L’Union européenne publie la liste des banques russes exclues de Swift
VTB Bank, Rossia Bank, Otkritie, Novikombank, Promsvyazbank, Sovcombank et VEB. Telle est la liste officielle des banques russes qui vont être exclues du réseau de messagerie interbancaire Swift, publiée mercredi par l’Union européenne (UE) dans le cadre des sanctions imposées à la Russie suite à son invasion de l’Ukraine.
Comme pressenti, Sberbank and Gazprombank, les deux banques les plus impliquées dans les exportations de matières premières énergiques, sont ainsi épargnées par la mesure. Une exception vouée à préserver les approvisionnements européens en pétrole, charbon et, surtout, en gaz russes.
« Idéalement, nous aimerions être en mesure d’exempter des transactions spécifiques de cette mesure mais Swift ne fonctionne pas de cette manière. Par conséquent, nous avons été contraints d’épargner ces deux banques », précise un haut-fonctionnaire européen.
Période de transitions de 10 jours
« Cela signifie-t-il que ces banques n’apparaîtront jamais sur la liste ? Je ne peux pas le confirmer : il y a une semaine, utiliser Swift comme sanction était hors de question … Les choses évoluent très vite », ajoute une autre source européenne.
Limitée à ces sept banques, en raison de « leurs liens directs ou indirects à l’effort de guerre russe », la sanction sera mise en oeuvre sous une période transitoire de 10 jours. « Cela a été décidé afin de laisser à nos propres banques le temps de s’adapter et donc de faire le moins dégâts possible de notre côté », explique le même haut-fonctionnaire.
Le fonds souverain russe ciblé
Seconde sanction officialisée mercredi : l’interdiction de nouveaux co-investissements par des entités ou investisseurs de l’UE à travers le fonds souverain russe Russian Direct Investment Fund (RDIF). « Là encore, nous avons avons opté pour une approche proportionnée. Nous n’imposons pas le désengagement d investissements faits par le passé », précise Bruxelles.
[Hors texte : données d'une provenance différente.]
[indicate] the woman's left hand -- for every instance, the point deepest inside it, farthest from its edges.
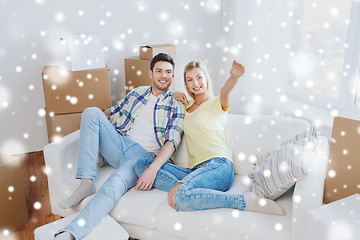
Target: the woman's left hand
(237, 69)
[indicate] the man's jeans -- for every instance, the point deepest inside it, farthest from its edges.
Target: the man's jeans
(97, 133)
(204, 185)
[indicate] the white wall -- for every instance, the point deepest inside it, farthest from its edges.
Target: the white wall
(29, 29)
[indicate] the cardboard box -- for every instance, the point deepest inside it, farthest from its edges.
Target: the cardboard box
(69, 92)
(80, 52)
(342, 178)
(60, 125)
(136, 73)
(12, 195)
(148, 52)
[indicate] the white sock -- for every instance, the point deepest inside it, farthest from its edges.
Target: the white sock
(65, 236)
(255, 203)
(85, 189)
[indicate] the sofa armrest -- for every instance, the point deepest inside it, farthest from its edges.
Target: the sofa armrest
(61, 164)
(308, 193)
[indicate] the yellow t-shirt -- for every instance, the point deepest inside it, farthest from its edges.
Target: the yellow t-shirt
(204, 131)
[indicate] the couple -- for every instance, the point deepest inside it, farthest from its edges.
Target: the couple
(145, 133)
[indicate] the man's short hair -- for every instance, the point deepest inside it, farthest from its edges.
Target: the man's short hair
(161, 57)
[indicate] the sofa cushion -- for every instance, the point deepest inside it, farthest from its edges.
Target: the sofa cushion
(277, 171)
(139, 207)
(249, 136)
(226, 223)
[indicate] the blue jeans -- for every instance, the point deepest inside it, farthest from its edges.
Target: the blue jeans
(98, 134)
(204, 185)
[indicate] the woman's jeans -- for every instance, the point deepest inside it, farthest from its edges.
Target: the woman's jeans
(204, 185)
(98, 134)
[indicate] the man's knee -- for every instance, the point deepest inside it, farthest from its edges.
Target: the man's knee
(171, 195)
(142, 165)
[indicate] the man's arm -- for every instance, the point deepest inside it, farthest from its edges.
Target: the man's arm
(172, 139)
(146, 180)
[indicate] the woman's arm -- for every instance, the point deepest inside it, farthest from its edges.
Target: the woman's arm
(237, 70)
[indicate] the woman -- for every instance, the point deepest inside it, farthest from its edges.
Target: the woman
(210, 172)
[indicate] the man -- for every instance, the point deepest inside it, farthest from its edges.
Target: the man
(147, 123)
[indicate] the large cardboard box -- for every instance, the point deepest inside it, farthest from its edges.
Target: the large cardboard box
(136, 73)
(69, 92)
(148, 52)
(80, 52)
(342, 179)
(12, 195)
(60, 125)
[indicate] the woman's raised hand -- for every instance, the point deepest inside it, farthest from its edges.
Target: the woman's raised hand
(181, 97)
(237, 69)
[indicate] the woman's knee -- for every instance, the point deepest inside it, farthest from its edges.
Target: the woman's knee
(175, 193)
(141, 165)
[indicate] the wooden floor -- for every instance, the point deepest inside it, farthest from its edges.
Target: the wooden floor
(32, 164)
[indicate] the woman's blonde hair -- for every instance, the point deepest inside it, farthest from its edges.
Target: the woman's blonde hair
(200, 65)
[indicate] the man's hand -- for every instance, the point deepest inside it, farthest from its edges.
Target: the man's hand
(146, 180)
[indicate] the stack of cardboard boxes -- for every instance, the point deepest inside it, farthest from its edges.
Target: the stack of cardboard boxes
(137, 68)
(68, 93)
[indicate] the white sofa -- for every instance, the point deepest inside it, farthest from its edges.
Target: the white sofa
(146, 215)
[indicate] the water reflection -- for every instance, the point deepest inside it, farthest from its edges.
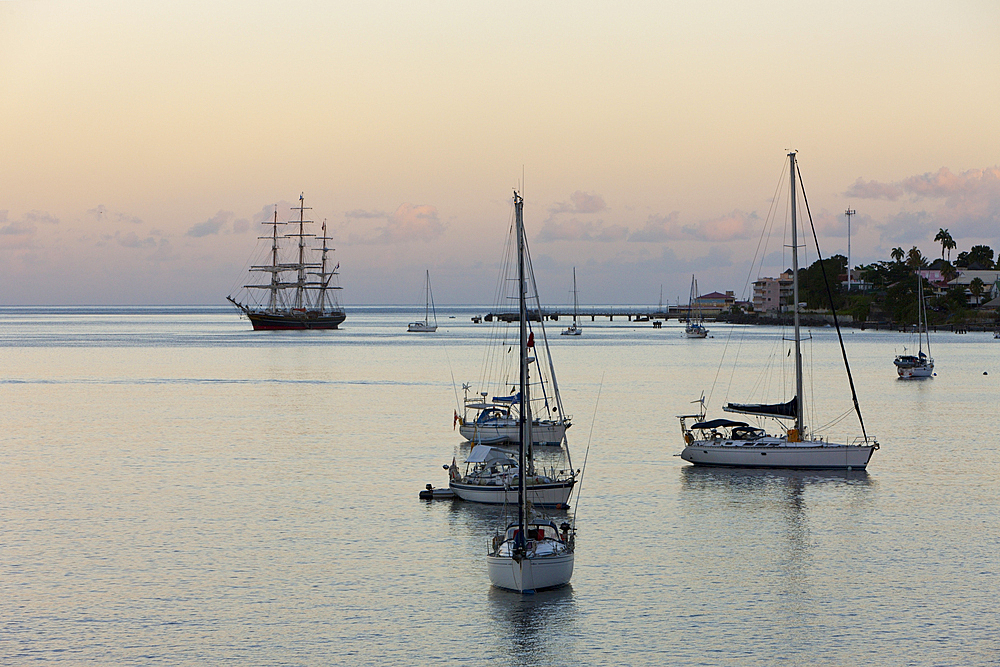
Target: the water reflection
(776, 523)
(530, 626)
(744, 479)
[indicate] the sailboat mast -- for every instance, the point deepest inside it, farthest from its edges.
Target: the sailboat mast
(525, 410)
(427, 298)
(300, 287)
(275, 280)
(799, 411)
(576, 301)
(322, 273)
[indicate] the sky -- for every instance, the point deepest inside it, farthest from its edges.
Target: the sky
(142, 143)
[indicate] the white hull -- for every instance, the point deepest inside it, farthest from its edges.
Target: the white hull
(820, 456)
(488, 434)
(541, 495)
(530, 574)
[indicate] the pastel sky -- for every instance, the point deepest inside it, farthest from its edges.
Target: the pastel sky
(142, 142)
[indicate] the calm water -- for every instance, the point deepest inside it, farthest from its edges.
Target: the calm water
(176, 489)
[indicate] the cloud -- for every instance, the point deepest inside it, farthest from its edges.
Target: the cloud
(360, 213)
(580, 202)
(874, 190)
(732, 227)
(410, 222)
(938, 185)
(213, 225)
(17, 228)
(164, 252)
(735, 226)
(907, 228)
(101, 212)
(659, 228)
(42, 217)
(969, 204)
(16, 235)
(132, 240)
(575, 230)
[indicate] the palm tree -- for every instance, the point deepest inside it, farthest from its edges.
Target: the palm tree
(977, 287)
(945, 238)
(951, 245)
(915, 259)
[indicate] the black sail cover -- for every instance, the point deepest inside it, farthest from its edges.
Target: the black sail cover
(781, 410)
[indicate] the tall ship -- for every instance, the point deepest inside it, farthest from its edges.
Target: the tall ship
(301, 292)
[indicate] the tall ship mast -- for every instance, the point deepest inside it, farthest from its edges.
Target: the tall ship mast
(301, 293)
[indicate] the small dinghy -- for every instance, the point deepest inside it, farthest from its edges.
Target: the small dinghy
(430, 493)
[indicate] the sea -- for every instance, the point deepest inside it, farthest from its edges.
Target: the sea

Enfin, l’UE annonce interdire le transfert de billets de banques en euro vers la Russie. « Cela a été décidé car nous avons été informés qu’il y avait certaines banques, qui envisageaient la possibilité de transporter physiquement des billets », explique-t-on à la Commission.
Ces sanctions financières font l’objet d’un « alignement complet avec les partenaires de l’UE, en particulier au sein du G7 », indique l’exécutif européen.